The Very Best Election Movies to Distract from Our Own

Nicolas Valayannopoulos-Akrivou, Arts & Entertainment Editor

If you are looking for something to celebrate or laugh at, reassured that the next four years won’t be as rocky as the last, political cinema is the place to go. In the middle of the vortex of electoral fever that has hit our country, it is a perfect time to take a look at how cinema has covered elections. From school elections to presidential candidates, Hollywood has never hidden the glamour of its biggest celebration of democracy, making a plethora of films about what is going on behind the scenes of the political process. The following are not ranked by subjective preference, but by release date—from most recent to oldest. 


The Campaign (2012)

This semi-recent political satire starring Will Ferrell and Zach Galifianakis mocks the electoral process in a way that only this hilarious duo can. The movie is a sneak peek of the behind-the-scenes election campaign in North Carolina, where backstabbing and political blunders give and take. Although, in the end, an unprecedented wave of political honesty breaks out, this seems to resemble the modern political scene (without the unprecedented wave of political honesty, of course). 


The Ides of March (2011)

In this political thriller, Ryan Gosling, the right hand man of the governor of Pennsylvania (George Clooney), has to fight with all the dirty secrets of the governor’s personal life that emerge in his fight for the presidential election. The assistant’s battle with guilty secrets, and the choice between personal ethics and his own political career reveals a lot about the way our political system works…


Bulworth (1998)

Warren Beatty as California’s senator, realizing that his constituency no longer supports his once-liberal agenda policy, decides to step out by concluding a death contract for himself. Knowing now that his days in this vain world are numbered, he no longer has any hesitation to tell the truth where he stands and where he is!


Primary Colors (1998)

In Michael Nichols’ suspenseful film, John Travolta, the southern-state governor, captivates the audience with a plethora of tricks in his election headquarters. A disguised parody of Bill Clinton’s race for the White House, Travolta does everything he can to emulate the audience of the former President, including the minor cast, which brings to mind Clinton’s wife, Hillary, as well as George Stephanopoulos. 

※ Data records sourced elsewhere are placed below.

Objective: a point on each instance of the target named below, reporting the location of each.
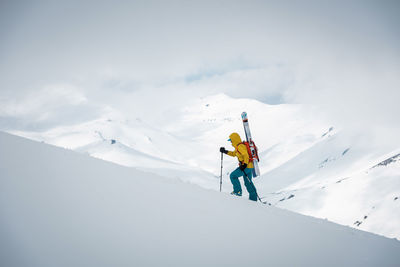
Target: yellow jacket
(240, 150)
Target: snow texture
(61, 208)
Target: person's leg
(249, 185)
(235, 180)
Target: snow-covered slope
(307, 165)
(60, 208)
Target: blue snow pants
(249, 185)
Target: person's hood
(235, 139)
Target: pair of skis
(249, 139)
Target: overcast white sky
(59, 59)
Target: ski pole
(220, 180)
(254, 187)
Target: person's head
(235, 139)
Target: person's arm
(243, 151)
(229, 153)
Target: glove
(242, 166)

All the President’s Men (1976)

In the well-known All the President’s Men, politics and journalism are harmoniously intertwined, although not with the relationships that we have become accustomed to in recent years where the media is a tool at politicians’ disposal. The Washington Post’s militant reporters, Carl Bernstein (Dustin Hoffman) and Bob Woodward (Robert Redford), try to bring to light Richard Nixon’s corrupt campaign tactics in the 1972 election. 


The Candidate (1972)

The son of a former senator is being recruited as a candidate for governor of California despite the fact that he has neither such aspirations nor a strong stomach for the political scene. Regardless, he has all he needs for the political system: a beautiful face! Robert Redford looks great on election posters, and that may be enough to get him elected, with his image made to look similar to John F. Kennedy in his first election. The perfect end to the Oscar-winning script proves that a charismatic persona can go a long way in terms of a political career.


The Best Man (1964)

In the now-classic Hollywood film, Henry Fonda and Cliff Robertson fight over the US presidential anointing in a film that has it all: intrigue, under-the-table deals, guilty secrets, and blackmail. The stakes? How much mud are you ready to throw in order to achieve your goals? Always up to date and modern as long as it does not take! Funnily enough, Ronald Reagan auditioned for the role of one of the two presidential candidates, but was cut off as “he did not have a presidential presence.”